In the discussion period we heard George’s behavior is common and familiar. No one wants to say how bad it is.
Third, the noise. I used to think “sound mixing” an esoteric Academy Award category, but no longer. To be sure, New York is louder, more frenzied than St. Cloud, but it’s Big Apple to small apple, not apples and oranges. George is almost never in a silent place. Sirens, horns, jackhammers, pagers in the emergency room, the unstoppable talkers in the shelters — the din is incessant. I hadn’t realized before how precious is the quiet that I take for granted inside our house. There are moments when Gere’s expression shows the almost superhuman effort it takes just to tune the racket out.
Fourth, the reality of shelters. We have to be grateful for The Salvation Army, and for the congregations committed to the Church of the Week program managed by Place of Hope — God bless ‘em! — but mats on church basement floors are no more appealing than the places on the screen at which George and many others line up every night — shelters with trained and paid staff, beds and lockers, but no real privacy.
Homelessness has moved into public consciousness in recent years, and lots of people and institutions and organizations are working to address it. But a March 24 Times story makes clear that the problem is staying ahead of the solutions: “Homelessness on the rise.”
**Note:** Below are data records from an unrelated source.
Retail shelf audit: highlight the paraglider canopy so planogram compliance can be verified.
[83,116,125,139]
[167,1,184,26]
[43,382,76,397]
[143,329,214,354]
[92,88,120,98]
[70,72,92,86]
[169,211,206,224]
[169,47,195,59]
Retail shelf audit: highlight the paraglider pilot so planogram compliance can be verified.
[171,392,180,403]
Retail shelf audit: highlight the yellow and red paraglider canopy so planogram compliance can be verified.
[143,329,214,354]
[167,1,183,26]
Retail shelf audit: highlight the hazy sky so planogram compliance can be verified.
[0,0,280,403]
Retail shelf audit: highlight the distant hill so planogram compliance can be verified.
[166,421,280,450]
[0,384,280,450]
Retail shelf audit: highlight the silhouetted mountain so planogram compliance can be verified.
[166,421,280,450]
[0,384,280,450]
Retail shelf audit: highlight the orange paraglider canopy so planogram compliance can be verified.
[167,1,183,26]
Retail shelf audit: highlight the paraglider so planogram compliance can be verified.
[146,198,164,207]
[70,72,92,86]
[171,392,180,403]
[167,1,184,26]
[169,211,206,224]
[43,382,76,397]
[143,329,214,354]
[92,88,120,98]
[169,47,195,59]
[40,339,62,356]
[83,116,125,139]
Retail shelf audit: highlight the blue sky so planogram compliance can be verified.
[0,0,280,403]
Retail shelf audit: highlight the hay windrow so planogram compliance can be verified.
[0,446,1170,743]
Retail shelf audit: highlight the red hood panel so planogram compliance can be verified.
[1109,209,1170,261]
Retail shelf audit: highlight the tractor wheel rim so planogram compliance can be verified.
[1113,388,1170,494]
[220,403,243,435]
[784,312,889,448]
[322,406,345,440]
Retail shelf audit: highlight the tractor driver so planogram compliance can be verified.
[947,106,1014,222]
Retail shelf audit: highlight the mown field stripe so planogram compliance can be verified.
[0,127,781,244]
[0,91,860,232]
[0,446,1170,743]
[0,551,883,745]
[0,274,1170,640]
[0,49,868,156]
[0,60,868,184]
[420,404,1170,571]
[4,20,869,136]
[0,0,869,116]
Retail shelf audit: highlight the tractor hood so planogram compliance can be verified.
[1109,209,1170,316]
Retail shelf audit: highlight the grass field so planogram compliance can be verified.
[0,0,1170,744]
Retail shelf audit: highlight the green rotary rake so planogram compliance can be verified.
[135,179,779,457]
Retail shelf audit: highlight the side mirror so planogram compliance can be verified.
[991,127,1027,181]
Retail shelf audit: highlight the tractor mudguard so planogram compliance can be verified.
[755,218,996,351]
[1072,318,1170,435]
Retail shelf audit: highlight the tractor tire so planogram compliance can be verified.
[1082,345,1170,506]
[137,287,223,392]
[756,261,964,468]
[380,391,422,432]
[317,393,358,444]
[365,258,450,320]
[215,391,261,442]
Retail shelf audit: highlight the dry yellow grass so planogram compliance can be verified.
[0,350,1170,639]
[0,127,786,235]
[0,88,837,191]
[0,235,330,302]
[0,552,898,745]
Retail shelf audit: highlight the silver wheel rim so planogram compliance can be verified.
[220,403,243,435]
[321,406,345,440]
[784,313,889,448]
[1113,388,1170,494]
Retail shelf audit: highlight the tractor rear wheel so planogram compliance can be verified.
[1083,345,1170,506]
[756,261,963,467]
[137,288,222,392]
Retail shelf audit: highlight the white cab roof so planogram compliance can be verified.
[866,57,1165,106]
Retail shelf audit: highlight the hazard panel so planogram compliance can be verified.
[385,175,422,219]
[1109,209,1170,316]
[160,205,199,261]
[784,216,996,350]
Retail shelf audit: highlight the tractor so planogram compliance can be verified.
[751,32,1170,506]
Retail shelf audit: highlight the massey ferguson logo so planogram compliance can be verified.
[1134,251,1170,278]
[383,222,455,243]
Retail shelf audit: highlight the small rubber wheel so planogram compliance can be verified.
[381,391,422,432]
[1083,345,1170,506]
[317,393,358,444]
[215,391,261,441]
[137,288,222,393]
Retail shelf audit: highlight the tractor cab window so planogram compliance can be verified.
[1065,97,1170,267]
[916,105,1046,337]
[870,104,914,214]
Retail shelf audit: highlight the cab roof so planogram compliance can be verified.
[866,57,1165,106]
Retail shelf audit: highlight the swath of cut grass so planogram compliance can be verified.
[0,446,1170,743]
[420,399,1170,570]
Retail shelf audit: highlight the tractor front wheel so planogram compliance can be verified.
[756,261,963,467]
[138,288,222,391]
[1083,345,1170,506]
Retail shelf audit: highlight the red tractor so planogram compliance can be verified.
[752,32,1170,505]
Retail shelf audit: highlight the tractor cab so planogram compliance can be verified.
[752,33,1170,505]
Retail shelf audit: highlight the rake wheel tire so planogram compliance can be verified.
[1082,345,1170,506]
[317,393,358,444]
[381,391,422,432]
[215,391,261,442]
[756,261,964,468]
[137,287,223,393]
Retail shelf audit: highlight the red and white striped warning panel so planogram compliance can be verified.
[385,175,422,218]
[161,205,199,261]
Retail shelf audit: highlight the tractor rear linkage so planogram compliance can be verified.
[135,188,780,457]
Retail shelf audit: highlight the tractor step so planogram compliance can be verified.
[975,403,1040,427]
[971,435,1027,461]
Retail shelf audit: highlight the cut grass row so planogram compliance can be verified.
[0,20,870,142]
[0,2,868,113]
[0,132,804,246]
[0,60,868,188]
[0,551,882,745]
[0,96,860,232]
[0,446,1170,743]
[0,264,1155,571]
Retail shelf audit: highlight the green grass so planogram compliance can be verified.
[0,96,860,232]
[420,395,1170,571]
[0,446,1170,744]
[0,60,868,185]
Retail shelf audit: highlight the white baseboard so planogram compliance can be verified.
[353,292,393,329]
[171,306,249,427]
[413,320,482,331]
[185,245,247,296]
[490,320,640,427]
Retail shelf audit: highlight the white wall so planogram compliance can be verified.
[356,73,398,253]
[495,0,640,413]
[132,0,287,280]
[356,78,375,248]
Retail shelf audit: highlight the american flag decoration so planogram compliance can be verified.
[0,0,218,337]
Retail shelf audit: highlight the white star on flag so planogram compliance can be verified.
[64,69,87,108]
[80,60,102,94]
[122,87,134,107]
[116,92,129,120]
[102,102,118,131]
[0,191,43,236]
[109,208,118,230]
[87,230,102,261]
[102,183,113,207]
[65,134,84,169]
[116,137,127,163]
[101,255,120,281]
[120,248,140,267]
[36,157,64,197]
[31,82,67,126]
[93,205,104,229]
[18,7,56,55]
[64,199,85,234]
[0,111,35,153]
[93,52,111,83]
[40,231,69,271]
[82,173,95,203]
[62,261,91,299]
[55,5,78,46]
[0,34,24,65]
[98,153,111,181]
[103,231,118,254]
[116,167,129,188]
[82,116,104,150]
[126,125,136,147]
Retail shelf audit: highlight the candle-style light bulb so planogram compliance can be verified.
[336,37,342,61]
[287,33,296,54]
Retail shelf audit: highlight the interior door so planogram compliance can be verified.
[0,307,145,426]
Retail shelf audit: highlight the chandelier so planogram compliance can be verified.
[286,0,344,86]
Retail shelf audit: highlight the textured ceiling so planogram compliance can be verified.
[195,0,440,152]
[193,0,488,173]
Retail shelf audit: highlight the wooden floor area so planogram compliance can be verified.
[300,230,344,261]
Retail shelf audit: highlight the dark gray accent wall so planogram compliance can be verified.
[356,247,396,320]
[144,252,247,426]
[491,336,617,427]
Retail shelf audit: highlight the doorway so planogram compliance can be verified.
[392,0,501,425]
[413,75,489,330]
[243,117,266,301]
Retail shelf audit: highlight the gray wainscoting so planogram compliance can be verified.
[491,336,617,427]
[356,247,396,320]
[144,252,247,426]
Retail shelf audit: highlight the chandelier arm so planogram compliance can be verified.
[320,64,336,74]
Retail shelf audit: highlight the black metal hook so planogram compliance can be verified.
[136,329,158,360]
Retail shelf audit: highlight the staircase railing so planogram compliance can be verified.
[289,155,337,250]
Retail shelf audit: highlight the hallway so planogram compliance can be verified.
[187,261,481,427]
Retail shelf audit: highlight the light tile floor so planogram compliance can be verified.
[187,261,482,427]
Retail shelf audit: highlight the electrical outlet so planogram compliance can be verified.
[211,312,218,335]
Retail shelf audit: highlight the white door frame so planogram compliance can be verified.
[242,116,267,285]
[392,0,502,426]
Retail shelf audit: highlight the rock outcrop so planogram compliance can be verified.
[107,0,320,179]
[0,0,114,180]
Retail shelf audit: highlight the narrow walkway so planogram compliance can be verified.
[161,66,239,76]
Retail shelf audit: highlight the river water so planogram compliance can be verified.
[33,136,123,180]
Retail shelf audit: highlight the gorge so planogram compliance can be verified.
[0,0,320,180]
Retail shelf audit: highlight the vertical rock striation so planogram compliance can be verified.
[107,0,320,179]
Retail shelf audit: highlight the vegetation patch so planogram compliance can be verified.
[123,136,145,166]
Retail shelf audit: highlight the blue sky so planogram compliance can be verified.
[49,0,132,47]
By telling you what I learned from “Time Out of Mind,” I want to get you thinking about homelessness and wondering what can be done. Next month I plan to talk about something that is quite counter-intuitive — a win-win scheme that has been tried and proved in cities, counties and states. It turns “Anybody home?” into “Home, anybody?” It saves public money and increases social capital. I’m hoping to persuade you that we should try it.